A new report has outlined just how much more difficult the COVID-19 pandemic has made life for some HBCU students, and what can be done to help. Get the full story from Lily Bohlke at Missouri News Service below.

survey of students at the nation’s Historically Black Colleges and Universities (HBCUs) found nearly half have been food insecure in the last 30 days.

More than half experienced housing insecurity during the pandemic, with many students reporting choosing between paying rent or buying food. The report noted the disproportionate impact of COVID-19 on HBCU students exacerbated existing racial inequities.

Terrell Strayhorn, provost and senior vice president for academic affairs at Virginia Union University and director of the Center for the Study of Historically Black Colleges and Universities, who co-authored the report, said investing in student needs is key to increasing student success.

“It’s hard to feel you belong in higher education when your basic needs are not met,” Strayhorn explained. “When you don’t have enough money to pay your bills and have food and have a place to lay your head, but you’re expected to show up for biology class.”

The report noted HBCUs account for more than 20% of Black Americans’ bachelors degrees, and they serve many Pell Grant-eligible students, meaning they qualify for the federal needs-based grant program.

Missouri has two HBCUs: Harris-Stowe State University in St.

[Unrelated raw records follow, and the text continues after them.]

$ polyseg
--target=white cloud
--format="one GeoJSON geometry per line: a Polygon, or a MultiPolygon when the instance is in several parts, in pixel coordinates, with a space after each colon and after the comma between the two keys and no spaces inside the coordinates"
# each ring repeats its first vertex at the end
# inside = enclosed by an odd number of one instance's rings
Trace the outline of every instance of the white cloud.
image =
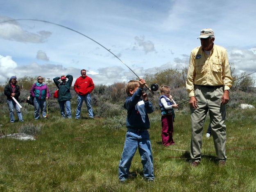
{"type": "Polygon", "coordinates": [[[143,50],[146,54],[149,52],[155,51],[154,44],[150,41],[145,41],[145,38],[144,36],[142,36],[140,38],[136,36],[134,38],[134,39],[137,41],[137,43],[135,43],[134,49],[136,49],[136,48],[138,46],[143,47],[143,50]]]}
{"type": "Polygon", "coordinates": [[[36,33],[23,30],[16,21],[2,22],[11,20],[6,17],[0,17],[0,37],[7,40],[34,43],[43,43],[46,41],[52,33],[41,31],[36,33]]]}
{"type": "Polygon", "coordinates": [[[47,56],[46,53],[41,50],[37,51],[36,59],[44,61],[49,61],[49,57],[47,56]]]}
{"type": "Polygon", "coordinates": [[[0,82],[4,83],[11,76],[16,76],[18,73],[15,70],[17,66],[11,57],[0,55],[0,82]]]}

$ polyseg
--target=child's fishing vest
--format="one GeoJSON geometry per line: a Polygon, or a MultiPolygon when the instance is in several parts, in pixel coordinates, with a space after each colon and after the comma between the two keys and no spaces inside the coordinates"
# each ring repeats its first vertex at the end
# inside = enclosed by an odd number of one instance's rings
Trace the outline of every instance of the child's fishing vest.
{"type": "Polygon", "coordinates": [[[174,120],[174,117],[175,117],[175,115],[174,114],[174,110],[173,109],[166,109],[163,104],[161,103],[161,99],[162,98],[164,98],[167,103],[167,105],[168,106],[170,106],[172,105],[173,104],[171,101],[170,99],[168,99],[168,97],[164,95],[162,95],[160,96],[160,97],[159,98],[159,105],[160,106],[160,109],[161,110],[161,115],[169,115],[172,114],[172,118],[173,120],[174,120]]]}

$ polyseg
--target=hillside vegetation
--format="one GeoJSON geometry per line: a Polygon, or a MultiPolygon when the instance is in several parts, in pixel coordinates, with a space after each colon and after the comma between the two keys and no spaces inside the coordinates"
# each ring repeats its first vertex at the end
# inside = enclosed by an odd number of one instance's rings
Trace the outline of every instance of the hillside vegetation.
{"type": "MultiPolygon", "coordinates": [[[[163,72],[168,75],[172,70],[170,70],[163,72]]],[[[154,77],[157,79],[157,75],[154,77]]],[[[155,81],[147,81],[148,84],[166,83],[155,81]]],[[[171,86],[173,83],[168,84],[173,88],[171,94],[178,103],[188,99],[184,84],[174,87],[171,86]]],[[[202,163],[197,168],[190,166],[188,104],[176,112],[175,145],[163,147],[159,93],[150,95],[155,109],[149,115],[149,131],[156,179],[153,182],[144,180],[137,152],[130,169],[137,176],[124,184],[119,182],[117,172],[127,130],[126,111],[122,107],[126,97],[125,85],[117,83],[96,86],[92,94],[95,117],[93,119],[88,118],[84,104],[82,117],[75,119],[76,98],[72,90],[72,119],[62,119],[57,99],[51,98],[48,119],[35,121],[33,106],[24,102],[29,93],[23,86],[20,103],[25,122],[11,124],[6,97],[1,92],[0,134],[25,132],[34,135],[36,140],[0,139],[0,191],[255,191],[256,109],[242,110],[238,107],[243,103],[256,106],[251,84],[246,91],[237,88],[230,93],[226,121],[228,159],[222,167],[215,160],[212,137],[205,137],[209,124],[208,115],[203,135],[202,163]]],[[[48,85],[52,93],[56,88],[48,85]]]]}

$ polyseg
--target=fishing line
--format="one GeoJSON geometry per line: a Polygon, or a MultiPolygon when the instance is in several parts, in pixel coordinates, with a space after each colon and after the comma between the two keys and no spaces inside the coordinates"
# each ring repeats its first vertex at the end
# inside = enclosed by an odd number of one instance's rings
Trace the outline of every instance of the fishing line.
{"type": "MultiPolygon", "coordinates": [[[[49,23],[49,24],[53,24],[53,25],[56,25],[57,26],[60,26],[61,27],[63,27],[63,28],[66,29],[68,29],[69,30],[72,31],[73,31],[73,32],[75,32],[75,33],[78,33],[78,34],[80,34],[80,35],[83,35],[84,37],[85,37],[86,38],[88,38],[88,39],[91,40],[93,42],[95,42],[95,43],[97,43],[99,45],[101,46],[102,47],[104,48],[106,51],[107,51],[109,53],[110,53],[111,54],[112,54],[116,57],[117,59],[118,59],[121,62],[122,62],[122,63],[123,64],[124,64],[125,66],[126,66],[130,70],[131,70],[131,71],[132,73],[134,73],[134,74],[135,75],[136,75],[136,76],[138,79],[140,79],[140,77],[139,77],[139,76],[136,73],[135,73],[132,70],[132,69],[131,69],[123,61],[122,61],[121,60],[121,59],[120,59],[119,57],[118,57],[115,54],[114,54],[113,52],[112,52],[110,51],[110,49],[107,49],[104,46],[102,45],[102,44],[101,44],[100,43],[98,42],[95,41],[95,40],[94,40],[93,38],[91,38],[90,37],[88,36],[87,35],[84,35],[84,33],[82,33],[81,32],[79,32],[79,31],[77,31],[77,30],[75,30],[75,29],[72,29],[70,28],[70,27],[67,27],[67,26],[64,26],[64,25],[62,25],[60,24],[58,24],[57,23],[54,23],[53,22],[50,22],[50,21],[45,21],[45,20],[40,20],[40,19],[12,19],[12,20],[5,20],[5,21],[2,21],[2,22],[0,22],[0,24],[5,23],[5,22],[13,22],[13,21],[38,21],[38,22],[44,22],[44,23],[49,23]]],[[[150,87],[147,86],[147,85],[146,84],[145,84],[144,85],[150,91],[150,92],[151,92],[152,93],[154,94],[154,92],[153,92],[153,91],[152,91],[150,89],[150,87]]]]}

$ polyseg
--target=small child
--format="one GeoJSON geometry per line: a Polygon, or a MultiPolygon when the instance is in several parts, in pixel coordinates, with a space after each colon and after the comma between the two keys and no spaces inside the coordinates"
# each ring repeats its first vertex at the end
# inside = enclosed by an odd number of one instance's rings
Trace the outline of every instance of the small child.
{"type": "Polygon", "coordinates": [[[173,123],[174,121],[174,108],[178,108],[170,95],[170,88],[165,85],[160,86],[161,96],[159,99],[159,105],[161,109],[162,121],[162,142],[164,146],[174,145],[172,139],[173,123]]]}
{"type": "Polygon", "coordinates": [[[131,80],[125,88],[128,95],[124,104],[127,113],[127,131],[118,166],[118,178],[121,182],[125,181],[131,175],[129,170],[138,147],[144,179],[147,181],[153,181],[154,178],[151,144],[147,130],[150,128],[147,114],[153,112],[154,108],[148,100],[147,94],[143,92],[145,84],[145,80],[141,79],[138,82],[131,80]]]}

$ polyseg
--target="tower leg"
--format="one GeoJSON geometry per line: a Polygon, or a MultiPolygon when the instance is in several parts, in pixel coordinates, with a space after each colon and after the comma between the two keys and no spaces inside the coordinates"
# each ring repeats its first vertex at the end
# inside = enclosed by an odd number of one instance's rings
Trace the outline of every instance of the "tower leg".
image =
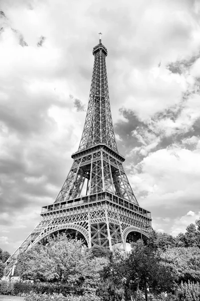
{"type": "Polygon", "coordinates": [[[108,242],[109,242],[109,248],[110,248],[110,250],[111,251],[112,251],[112,248],[111,237],[110,236],[109,224],[108,222],[108,213],[107,212],[107,209],[105,209],[105,215],[106,215],[106,219],[107,231],[107,233],[108,233],[108,242]]]}
{"type": "Polygon", "coordinates": [[[88,248],[90,249],[92,247],[92,237],[91,234],[91,225],[90,225],[90,212],[88,212],[88,233],[89,233],[89,245],[88,248]]]}

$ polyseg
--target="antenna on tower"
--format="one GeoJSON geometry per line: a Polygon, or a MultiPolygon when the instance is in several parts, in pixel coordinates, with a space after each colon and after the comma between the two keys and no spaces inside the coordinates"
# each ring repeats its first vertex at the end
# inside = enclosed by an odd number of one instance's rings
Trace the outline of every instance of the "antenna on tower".
{"type": "Polygon", "coordinates": [[[101,32],[99,33],[99,44],[101,43],[101,35],[102,34],[101,32]]]}

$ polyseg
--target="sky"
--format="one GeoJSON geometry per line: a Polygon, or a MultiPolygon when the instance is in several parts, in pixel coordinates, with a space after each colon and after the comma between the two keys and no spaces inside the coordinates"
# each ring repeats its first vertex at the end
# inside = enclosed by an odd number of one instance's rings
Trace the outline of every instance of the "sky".
{"type": "Polygon", "coordinates": [[[199,0],[0,0],[0,247],[11,253],[72,164],[100,31],[140,206],[173,236],[200,217],[199,0]]]}

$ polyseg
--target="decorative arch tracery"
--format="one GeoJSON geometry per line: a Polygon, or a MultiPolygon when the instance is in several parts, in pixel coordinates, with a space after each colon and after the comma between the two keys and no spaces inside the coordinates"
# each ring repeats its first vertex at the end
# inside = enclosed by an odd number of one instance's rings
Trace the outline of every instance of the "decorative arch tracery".
{"type": "MultiPolygon", "coordinates": [[[[140,228],[138,228],[137,227],[128,227],[128,228],[126,228],[126,229],[124,230],[123,232],[123,237],[125,242],[126,242],[126,238],[127,237],[128,234],[129,234],[131,232],[137,232],[139,233],[141,233],[141,229],[140,228]]],[[[148,237],[147,231],[144,231],[144,230],[142,229],[141,232],[143,235],[145,235],[146,237],[148,237]]]]}
{"type": "Polygon", "coordinates": [[[46,237],[50,234],[51,234],[55,232],[57,232],[57,231],[59,231],[60,230],[67,230],[68,229],[76,230],[80,232],[84,236],[88,245],[89,245],[89,233],[88,231],[84,228],[83,228],[83,227],[75,224],[65,224],[63,225],[50,226],[49,227],[45,229],[44,232],[40,233],[40,234],[33,242],[32,245],[36,244],[45,237],[46,237]]]}

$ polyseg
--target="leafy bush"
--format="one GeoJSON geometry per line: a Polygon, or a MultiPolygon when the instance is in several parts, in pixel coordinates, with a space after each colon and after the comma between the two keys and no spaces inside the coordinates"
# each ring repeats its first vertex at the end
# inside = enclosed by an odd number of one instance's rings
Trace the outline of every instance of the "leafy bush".
{"type": "Polygon", "coordinates": [[[36,293],[31,292],[25,297],[25,301],[102,301],[102,299],[94,294],[86,294],[82,296],[68,295],[64,296],[62,293],[53,293],[52,294],[36,293]]]}
{"type": "Polygon", "coordinates": [[[0,294],[13,294],[14,283],[7,281],[0,281],[0,294]]]}
{"type": "Polygon", "coordinates": [[[200,300],[200,283],[188,281],[181,282],[180,284],[181,293],[179,297],[181,301],[199,301],[200,300]]]}
{"type": "Polygon", "coordinates": [[[14,295],[20,295],[24,293],[29,293],[33,290],[34,284],[27,282],[17,281],[14,283],[14,290],[13,294],[14,295]]]}

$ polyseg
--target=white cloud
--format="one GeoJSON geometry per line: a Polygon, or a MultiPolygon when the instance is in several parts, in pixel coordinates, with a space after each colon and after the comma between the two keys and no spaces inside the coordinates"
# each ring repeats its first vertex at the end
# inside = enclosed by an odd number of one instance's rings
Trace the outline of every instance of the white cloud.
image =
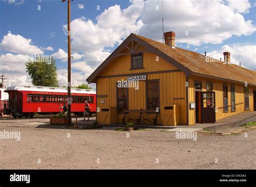
{"type": "Polygon", "coordinates": [[[84,9],[84,5],[83,4],[78,4],[77,5],[77,8],[78,9],[84,9]]]}
{"type": "Polygon", "coordinates": [[[30,57],[22,54],[14,55],[11,53],[0,56],[0,72],[5,75],[5,86],[31,85],[29,76],[26,74],[25,63],[30,57]]]}
{"type": "Polygon", "coordinates": [[[24,3],[24,0],[4,0],[4,1],[7,1],[9,4],[14,4],[16,5],[19,5],[24,3]]]}
{"type": "Polygon", "coordinates": [[[47,51],[53,51],[54,49],[52,47],[49,46],[47,47],[42,47],[43,50],[47,50],[47,51]]]}
{"type": "MultiPolygon", "coordinates": [[[[65,62],[68,61],[68,53],[66,53],[63,49],[59,49],[58,52],[52,54],[52,57],[57,59],[61,59],[61,61],[65,62]]],[[[72,60],[79,60],[84,57],[84,54],[78,53],[72,54],[73,58],[72,60]]]]}
{"type": "Polygon", "coordinates": [[[44,52],[37,46],[32,45],[31,39],[26,39],[19,34],[9,33],[4,36],[0,43],[0,50],[22,54],[43,54],[44,52]]]}
{"type": "MultiPolygon", "coordinates": [[[[221,1],[164,1],[165,31],[174,31],[178,43],[195,45],[219,44],[233,36],[251,34],[256,31],[255,25],[239,13],[248,12],[247,2],[230,1],[227,5],[221,1]]],[[[144,25],[139,34],[160,41],[161,1],[147,0],[145,6],[141,13],[144,25]]]]}
{"type": "Polygon", "coordinates": [[[30,57],[22,54],[14,55],[11,53],[2,54],[0,56],[0,71],[2,73],[12,72],[25,74],[25,63],[29,60],[30,57]]]}
{"type": "Polygon", "coordinates": [[[239,61],[243,67],[251,70],[256,69],[256,45],[233,44],[231,46],[225,45],[220,50],[215,50],[207,53],[207,55],[219,59],[224,59],[223,52],[230,52],[231,61],[233,64],[239,65],[239,61]]]}
{"type": "MultiPolygon", "coordinates": [[[[143,1],[134,1],[121,10],[116,5],[104,10],[96,18],[96,23],[84,17],[71,22],[72,51],[84,52],[85,59],[103,61],[110,53],[106,48],[122,43],[131,32],[137,33],[143,24],[139,18],[143,1]]],[[[66,32],[66,25],[63,26],[66,32]]]]}
{"type": "Polygon", "coordinates": [[[72,68],[82,71],[84,74],[85,79],[95,70],[95,68],[89,65],[85,61],[72,63],[72,68]]]}
{"type": "MultiPolygon", "coordinates": [[[[57,70],[58,80],[59,86],[63,86],[66,85],[68,82],[68,70],[66,69],[60,69],[57,70]]],[[[81,72],[72,72],[71,74],[71,86],[77,86],[82,84],[87,84],[86,81],[86,77],[84,74],[81,72]]],[[[92,89],[95,89],[95,85],[91,85],[90,86],[92,89]]]]}
{"type": "Polygon", "coordinates": [[[248,0],[227,0],[227,2],[230,9],[239,13],[248,13],[251,7],[248,0]]]}

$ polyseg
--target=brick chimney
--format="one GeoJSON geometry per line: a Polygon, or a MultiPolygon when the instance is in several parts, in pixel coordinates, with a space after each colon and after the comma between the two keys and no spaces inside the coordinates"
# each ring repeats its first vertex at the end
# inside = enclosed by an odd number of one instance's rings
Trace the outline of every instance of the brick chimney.
{"type": "Polygon", "coordinates": [[[164,43],[170,46],[175,46],[175,32],[166,32],[164,33],[164,43]]]}
{"type": "Polygon", "coordinates": [[[229,52],[224,52],[224,61],[226,63],[230,63],[230,53],[229,52]]]}

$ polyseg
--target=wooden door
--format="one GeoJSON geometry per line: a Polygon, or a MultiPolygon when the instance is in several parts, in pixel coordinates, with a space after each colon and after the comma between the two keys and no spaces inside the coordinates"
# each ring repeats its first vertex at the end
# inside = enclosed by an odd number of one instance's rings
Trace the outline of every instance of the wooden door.
{"type": "Polygon", "coordinates": [[[202,123],[214,123],[215,113],[215,92],[201,92],[202,123]]]}

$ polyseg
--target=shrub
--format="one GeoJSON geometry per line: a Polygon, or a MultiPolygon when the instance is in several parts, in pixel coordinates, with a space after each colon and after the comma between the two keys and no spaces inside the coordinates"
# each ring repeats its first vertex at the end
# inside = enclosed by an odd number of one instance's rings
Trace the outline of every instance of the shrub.
{"type": "Polygon", "coordinates": [[[92,123],[92,125],[93,125],[93,126],[97,126],[97,124],[98,124],[98,121],[93,121],[93,122],[92,123]]]}
{"type": "Polygon", "coordinates": [[[126,127],[133,127],[133,123],[132,122],[127,123],[126,125],[125,126],[126,127]]]}
{"type": "Polygon", "coordinates": [[[59,113],[58,114],[53,115],[54,118],[66,118],[66,116],[63,113],[59,113]]]}

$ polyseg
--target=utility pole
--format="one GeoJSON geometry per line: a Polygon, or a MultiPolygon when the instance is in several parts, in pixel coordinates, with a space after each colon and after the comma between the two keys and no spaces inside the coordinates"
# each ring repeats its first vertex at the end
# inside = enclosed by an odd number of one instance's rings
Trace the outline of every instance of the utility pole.
{"type": "MultiPolygon", "coordinates": [[[[62,0],[62,2],[66,0],[62,0]]],[[[70,2],[68,0],[68,120],[69,125],[72,123],[71,119],[71,46],[70,41],[70,2]]]]}
{"type": "Polygon", "coordinates": [[[163,26],[163,43],[164,43],[164,6],[163,5],[163,1],[162,1],[162,26],[163,26]]]}

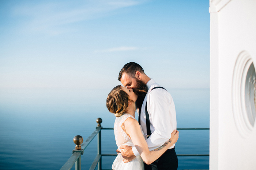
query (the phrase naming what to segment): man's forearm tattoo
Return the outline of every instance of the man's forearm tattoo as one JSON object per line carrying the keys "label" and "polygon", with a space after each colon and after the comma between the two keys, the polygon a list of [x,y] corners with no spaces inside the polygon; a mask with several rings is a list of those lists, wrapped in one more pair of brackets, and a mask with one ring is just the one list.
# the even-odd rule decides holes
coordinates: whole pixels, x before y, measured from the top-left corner
{"label": "man's forearm tattoo", "polygon": [[167,145],[168,145],[168,143],[172,143],[172,141],[169,141],[165,143],[162,146],[160,146],[160,147],[157,148],[155,149],[154,149],[154,150],[155,151],[158,151],[159,150],[163,149],[163,148],[165,147],[166,147]]}

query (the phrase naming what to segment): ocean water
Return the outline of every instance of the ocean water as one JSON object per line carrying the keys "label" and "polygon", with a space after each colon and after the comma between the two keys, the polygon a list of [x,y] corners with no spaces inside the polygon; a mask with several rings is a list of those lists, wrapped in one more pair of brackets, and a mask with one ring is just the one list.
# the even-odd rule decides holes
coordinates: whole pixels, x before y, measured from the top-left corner
{"label": "ocean water", "polygon": [[[175,104],[178,128],[209,127],[209,89],[167,90]],[[105,103],[108,91],[94,95],[79,90],[0,91],[0,169],[60,169],[75,148],[74,137],[80,135],[85,141],[95,130],[98,118],[102,119],[102,127],[113,127],[115,117]],[[113,131],[102,130],[102,153],[116,153]],[[209,140],[208,130],[180,130],[176,153],[208,154]],[[82,169],[90,166],[97,143],[96,138],[85,150]],[[110,169],[114,158],[103,157],[102,168]],[[208,157],[178,159],[178,169],[209,168]]]}

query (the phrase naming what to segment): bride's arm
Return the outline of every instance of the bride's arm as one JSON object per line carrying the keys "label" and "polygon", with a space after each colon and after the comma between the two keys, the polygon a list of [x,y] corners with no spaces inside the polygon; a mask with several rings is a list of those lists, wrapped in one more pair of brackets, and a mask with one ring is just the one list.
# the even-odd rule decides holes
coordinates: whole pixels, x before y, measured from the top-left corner
{"label": "bride's arm", "polygon": [[125,120],[125,123],[126,133],[131,137],[143,161],[147,164],[150,164],[158,159],[177,142],[178,138],[178,131],[176,133],[174,130],[172,133],[172,137],[169,141],[159,147],[150,151],[138,122],[133,119],[129,118]]}

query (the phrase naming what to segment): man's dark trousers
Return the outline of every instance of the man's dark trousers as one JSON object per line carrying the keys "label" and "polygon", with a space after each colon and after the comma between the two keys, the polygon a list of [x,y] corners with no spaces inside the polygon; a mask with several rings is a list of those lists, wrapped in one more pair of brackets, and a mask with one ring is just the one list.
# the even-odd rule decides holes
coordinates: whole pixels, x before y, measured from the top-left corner
{"label": "man's dark trousers", "polygon": [[144,163],[145,170],[177,170],[178,158],[175,147],[167,149],[160,158],[150,165]]}

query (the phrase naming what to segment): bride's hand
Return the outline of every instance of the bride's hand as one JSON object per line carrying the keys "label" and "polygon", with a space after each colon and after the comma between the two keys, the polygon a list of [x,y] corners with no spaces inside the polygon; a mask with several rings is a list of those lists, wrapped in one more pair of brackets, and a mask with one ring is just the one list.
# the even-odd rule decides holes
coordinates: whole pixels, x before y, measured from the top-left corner
{"label": "bride's hand", "polygon": [[174,130],[172,133],[171,138],[170,139],[170,141],[172,141],[172,143],[174,144],[177,142],[178,138],[179,131],[176,130]]}

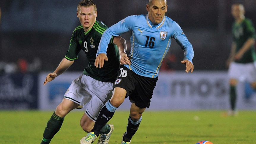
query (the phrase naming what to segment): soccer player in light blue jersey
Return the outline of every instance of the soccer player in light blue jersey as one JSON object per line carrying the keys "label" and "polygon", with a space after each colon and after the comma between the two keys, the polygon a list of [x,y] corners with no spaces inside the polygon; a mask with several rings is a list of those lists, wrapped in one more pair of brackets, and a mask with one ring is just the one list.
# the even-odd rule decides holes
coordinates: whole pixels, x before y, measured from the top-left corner
{"label": "soccer player in light blue jersey", "polygon": [[97,67],[102,68],[105,61],[108,60],[106,52],[112,36],[132,31],[131,50],[129,56],[120,56],[120,63],[123,65],[119,65],[112,97],[102,109],[91,132],[82,139],[81,144],[90,144],[95,140],[102,127],[128,96],[132,104],[121,144],[130,143],[139,128],[143,113],[149,107],[159,69],[172,38],[184,51],[185,56],[181,63],[186,64],[186,72],[193,72],[192,46],[179,25],[165,15],[167,10],[166,0],[149,0],[146,9],[148,14],[128,16],[110,27],[102,35],[95,63]]}

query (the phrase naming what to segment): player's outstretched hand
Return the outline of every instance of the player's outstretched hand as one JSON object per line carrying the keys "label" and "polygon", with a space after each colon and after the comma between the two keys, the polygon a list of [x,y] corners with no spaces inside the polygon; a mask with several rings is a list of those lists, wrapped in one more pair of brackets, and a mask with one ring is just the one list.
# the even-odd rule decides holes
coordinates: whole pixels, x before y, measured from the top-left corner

Louis and Lincoln University, a land-grant institution in Jefferson City.

Public HBCUs rely on federal, state and local funding for more than half their revenue, compared with 38% for their predominantly white counterparts.

Andre Smith, political scientist at Fayetteville State University, formerly of Harris-Stowe State University, said Missouri’s funding model for universities is performance based, and the two HBCUs as well as Missouri Western, a predominantly white institution in St. Joseph, end up on the low end.

“They have the neediest students who are going to require at an institutional level the most assistance,” Smith pointed out. “But due to the funding model in Missouri, these three schools get the least amount of funding.”

The report is a joint effort by the Hope Center for College, Community and Justice, and Virginia Union’s Center for the Study of Historically Black Colleges and Universities. It makes state and federal policy recommendations for lawmakers, including expanding financial aid and emergency aid options for HBCU students.